I am performing htseq which is returning all counts are zero - here is the summary output: __no_feature 32723329 __ambiguous 0 __too_low_aQual 6544504 __not_aligned 2979996 __alignment_not_unique 0
I went back to double check the BAM files which I generated with bwa. I downloaded fastq files, and wanted to map against a reference genome (fasta format) which I first performed NormalizeFasta tool on. I ran flagstat and for all datasets, over 90% of reads were mapped. I also ran ValidateSamFile tool which returned INVALID_TAG_NM, and no errors once I ignore this. Here is an example of my bam file output (all have either FLAG= 0 or 16, MAPQ = 37, CIGAR = #M, MRNM = 0, MPOS = 0)

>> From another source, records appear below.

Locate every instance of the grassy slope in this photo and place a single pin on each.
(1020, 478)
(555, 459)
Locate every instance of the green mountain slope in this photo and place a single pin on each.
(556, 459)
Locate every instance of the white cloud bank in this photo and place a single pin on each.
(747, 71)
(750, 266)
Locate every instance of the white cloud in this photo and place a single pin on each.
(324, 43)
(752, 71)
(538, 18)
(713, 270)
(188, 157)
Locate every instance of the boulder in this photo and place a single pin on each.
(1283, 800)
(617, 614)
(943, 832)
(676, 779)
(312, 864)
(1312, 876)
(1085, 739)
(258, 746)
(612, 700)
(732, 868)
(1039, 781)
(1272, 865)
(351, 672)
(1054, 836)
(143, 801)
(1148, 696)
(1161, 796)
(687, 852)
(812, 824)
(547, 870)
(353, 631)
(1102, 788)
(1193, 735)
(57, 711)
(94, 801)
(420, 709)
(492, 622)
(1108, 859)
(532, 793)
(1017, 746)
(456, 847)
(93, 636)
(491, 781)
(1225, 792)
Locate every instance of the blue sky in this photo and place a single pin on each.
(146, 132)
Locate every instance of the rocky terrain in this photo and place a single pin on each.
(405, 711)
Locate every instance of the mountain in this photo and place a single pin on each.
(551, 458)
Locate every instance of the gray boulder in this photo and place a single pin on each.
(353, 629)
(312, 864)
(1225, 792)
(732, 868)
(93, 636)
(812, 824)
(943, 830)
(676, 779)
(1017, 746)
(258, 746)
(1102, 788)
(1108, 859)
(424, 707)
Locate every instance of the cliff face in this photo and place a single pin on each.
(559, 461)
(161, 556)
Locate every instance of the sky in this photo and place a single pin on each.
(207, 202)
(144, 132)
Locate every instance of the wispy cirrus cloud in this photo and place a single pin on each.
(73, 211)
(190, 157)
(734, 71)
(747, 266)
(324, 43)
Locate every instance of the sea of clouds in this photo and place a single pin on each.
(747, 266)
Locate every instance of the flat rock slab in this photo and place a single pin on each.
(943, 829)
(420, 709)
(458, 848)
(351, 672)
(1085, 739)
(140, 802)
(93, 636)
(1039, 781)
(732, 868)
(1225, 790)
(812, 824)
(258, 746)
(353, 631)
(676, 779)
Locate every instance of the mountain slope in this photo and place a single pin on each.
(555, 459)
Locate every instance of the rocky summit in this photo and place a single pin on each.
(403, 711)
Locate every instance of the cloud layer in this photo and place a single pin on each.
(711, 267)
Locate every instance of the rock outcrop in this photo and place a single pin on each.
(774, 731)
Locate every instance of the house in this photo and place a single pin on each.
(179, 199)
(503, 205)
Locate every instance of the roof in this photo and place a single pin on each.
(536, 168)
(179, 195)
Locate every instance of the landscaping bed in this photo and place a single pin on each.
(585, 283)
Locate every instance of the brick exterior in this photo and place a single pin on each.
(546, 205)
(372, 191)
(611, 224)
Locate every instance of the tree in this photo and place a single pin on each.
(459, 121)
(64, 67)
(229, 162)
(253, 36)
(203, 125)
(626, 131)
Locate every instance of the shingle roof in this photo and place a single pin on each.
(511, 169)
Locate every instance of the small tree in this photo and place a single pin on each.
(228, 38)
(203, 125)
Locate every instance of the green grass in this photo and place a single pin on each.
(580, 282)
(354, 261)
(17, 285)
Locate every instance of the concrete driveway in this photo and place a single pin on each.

@HD VN:1.3 SO:coordinate @SQ SN:NC_011770.1 LN:6601757 @RG ID:bwa SM:bwa PL:ILLUMINA LB:SRP062593 @PG ID:bwa PN:bwa VN:0.7.17-r1188 CL:bwa samse -r @RG\tID:bwa\tSM:bwa\tPL:ILLUMINA\tLB:SRP062593 localref.fa first.sai /galaxy-repl/main/files/026/563/dataset_26563510.dat
SRR2288356.1616560 16 NC_011770.1 1 37 56M * 0 0 TTTAAAGAGACCGGCGATTCTAGTGAAATCGAACGGGCAGGTCAATTTCCAACCAG ;GEACGDF@;:?@7FBCFDG??@C98CC8EAAAEHEIGF@E>GFDDFDDADDD@@@
RG:Z:bwa XT:A:U NM:i:0 X0:i:1 X1:i:0 XM:i:0 XO:i:0 XG:i:0 MD:Z:56
SRR2288356.3274251 0 NC_011770.1 2 37 40M * 0 0 TTAAAGAGACCGGCGATTCTAGTGAAATCGAACGGGCAGG CCCFFFFFHHHHHJJJJJJJJJIJJJJJJJJJJJJJIJJJ RG:Z:bwa XT:A:U NM:i:0 X0:i:1 X1:i:0 XM:i:0 XO:i:0 XG:i:0 MD:Z:40
Any suggestions would be greatly appreciated!